The preceding rules are illustrated by an Alaska case where the State Department of Transportation took bids for grading and drainage work. This project was advertised as a schedule-of-bid-items contract by the Alaska State Department of Transportation. The apparent low bidder was announced at the bid opening, but it was later discovered when the bids were checked that the sixth bidder had made an arithmetical mistake when summing the total of the bid-item extensions. This resulted in an apparent bid total higher than the arithmetical total of all of the bid-item extensions. The Department of Transportation corrected the sixth bidder’s arithmetical mistake, making them the low bidder. Over the original low bidder’s protest, the contract was awarded to the sixth bidder on the basis of the corrected bid. The low bidder filed suit to set aside the award.

The standard specifications governing the bid provided that, in case of discrepancies between prices written in words and those written in figures, the prices written in words would govern and that, in case of discrepancy between unit bid prices and extensions, unit prices would govern. The original low bidder argued that these provisions did not apply since there was no discrepancy in the sixth bidder’s bid between the unit prices written in words or numbers or between the unit prices and the bid-item extensions. The error occurred in the addition of the extensions. The State Department of Transportation argued that if the specifications permitted correcting unit price extensions, the State clearly had the power to correct the addition error in totaling the extensions. The Supreme Court of Alaska agreed that, if the State Department of Transportation was empowered to correct arithmetic errors in bid-item extensions, it was implicitly empowered to correct the arithmetic total of those extensions. Additionally, the court noted that the bid specifications provided that the total of the bid-item extensions was merely for informational and comparative purposes at the bid opening. The unit prices controlled, and the downward correction of the sixth bidder’s bid total was proper.[1]

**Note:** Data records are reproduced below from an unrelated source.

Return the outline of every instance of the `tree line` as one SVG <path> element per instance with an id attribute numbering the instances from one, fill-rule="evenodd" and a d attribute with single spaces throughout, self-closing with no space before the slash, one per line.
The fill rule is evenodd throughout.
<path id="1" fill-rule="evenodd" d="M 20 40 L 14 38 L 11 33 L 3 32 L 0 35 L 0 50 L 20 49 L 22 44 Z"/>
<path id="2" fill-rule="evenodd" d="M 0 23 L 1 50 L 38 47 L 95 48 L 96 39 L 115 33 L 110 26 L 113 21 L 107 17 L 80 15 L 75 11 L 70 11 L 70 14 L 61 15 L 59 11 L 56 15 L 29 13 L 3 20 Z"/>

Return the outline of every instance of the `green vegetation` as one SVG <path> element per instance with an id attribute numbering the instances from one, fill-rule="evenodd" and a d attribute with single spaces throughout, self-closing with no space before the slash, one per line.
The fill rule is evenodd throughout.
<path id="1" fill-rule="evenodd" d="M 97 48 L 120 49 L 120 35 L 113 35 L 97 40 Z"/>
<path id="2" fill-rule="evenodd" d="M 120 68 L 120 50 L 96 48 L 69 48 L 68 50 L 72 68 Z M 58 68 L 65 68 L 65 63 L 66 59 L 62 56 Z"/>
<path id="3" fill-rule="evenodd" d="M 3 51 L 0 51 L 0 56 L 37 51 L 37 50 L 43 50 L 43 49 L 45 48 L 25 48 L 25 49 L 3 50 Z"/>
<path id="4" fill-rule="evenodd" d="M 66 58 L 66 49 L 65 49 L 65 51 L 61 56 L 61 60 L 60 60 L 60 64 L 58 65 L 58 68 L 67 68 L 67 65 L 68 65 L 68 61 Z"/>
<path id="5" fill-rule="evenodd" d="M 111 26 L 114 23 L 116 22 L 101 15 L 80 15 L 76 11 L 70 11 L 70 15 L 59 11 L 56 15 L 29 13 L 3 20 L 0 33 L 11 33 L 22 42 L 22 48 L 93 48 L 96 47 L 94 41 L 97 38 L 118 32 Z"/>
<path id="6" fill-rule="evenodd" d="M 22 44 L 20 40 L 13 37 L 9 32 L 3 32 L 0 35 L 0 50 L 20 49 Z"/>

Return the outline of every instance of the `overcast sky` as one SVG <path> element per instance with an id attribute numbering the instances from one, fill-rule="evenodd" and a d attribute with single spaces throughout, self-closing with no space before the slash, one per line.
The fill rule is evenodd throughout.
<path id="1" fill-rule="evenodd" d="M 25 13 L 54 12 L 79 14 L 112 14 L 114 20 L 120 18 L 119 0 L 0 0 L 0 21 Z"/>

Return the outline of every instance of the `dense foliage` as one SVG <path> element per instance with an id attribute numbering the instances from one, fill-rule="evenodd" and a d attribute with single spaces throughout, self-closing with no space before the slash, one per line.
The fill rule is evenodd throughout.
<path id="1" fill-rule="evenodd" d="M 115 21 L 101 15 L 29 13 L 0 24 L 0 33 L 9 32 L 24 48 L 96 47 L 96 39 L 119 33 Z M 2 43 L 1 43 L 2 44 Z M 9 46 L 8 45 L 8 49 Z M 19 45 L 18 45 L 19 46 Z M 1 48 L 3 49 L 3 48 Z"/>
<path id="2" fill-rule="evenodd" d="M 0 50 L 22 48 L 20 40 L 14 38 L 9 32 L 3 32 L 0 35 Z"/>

Alternate bids will be considered in making the factual determination of the low bid if the bid documents provide for alternate bids and include the rules for evaluating alternates. These rules must be such that the determination of which bid is low will be a factual and objective process wherein all bidders are treated equally.

A final point is that the low bid determination cannot be made on a basis different from that indicated in the bid documents. That is, the public owner cannot change the basis expressly stated or implied by the bid documents for determining the low bid and then make a determination on this changed basis. For instance, if after the bids are opened, the owner alters the bid quantities on a schedule-of-bid-items bid to quantities different from the quantities stated in the bid documents, the order of bidders, low to high, may be drastically altered. Such a practice is strictly prohibited.

The preceding point was convincingly demonstrated to this author in the mid-1970s when a division of his company was the low bidder by a narrow margin on a contract for driving eight 20 ft. diameter tunnels through a railroad embankment. Each tunnel was approximately 300 feet long, and payment was to be made on the basis of a unit price per foot of tunnel actually driven and measured for payment. The bid quantity for the tunnel excavation bid item was stated to be approximately 2,400 feet.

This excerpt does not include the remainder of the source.